Abstract:Decoding visual stimuli from neural responses recorded by functional Magnetic Resonance Imaging (fMRI) presents an intriguing intersection between cognitive neuroscience and machine learning, promising advancements in understanding human visual perception and building non-invasive brain-machine interfaces. However, the task is challenging due to the noisy nature of fMRI signals and the intricate pattern of brain visual representations. To mitigate these challenges, we introduce a two-phase fMRI representation learning framework. The first phase pre-trains an fMRI feature learner with a proposed Double-contrastive Mask Auto-encoder to learn denoised representations.
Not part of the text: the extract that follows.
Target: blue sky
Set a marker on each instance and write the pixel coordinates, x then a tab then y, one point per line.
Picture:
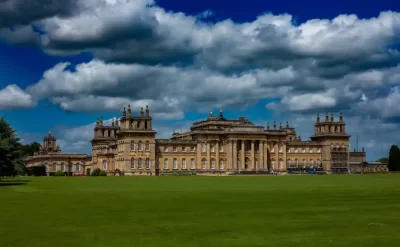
266	60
The second phase tunes the feature learner to attend to neural activation patterns most informative for visual reconstruction with guidance from an image auto-encoder. The optimized fMRI feature learner then conditions a latent diffusion model to reconstruct image stimuli from brain activities. Experimental results demonstrate our model's superiority in generating high-resolution and semantically accurate images, substantially exceeding previous state-of-the-art methods by 39.34% in the 50-way-top-1 semantic classification accuracy. Our research invites further exploration of the decoding task's potential and contributes to the development of non-invasive brain-machine interfaces.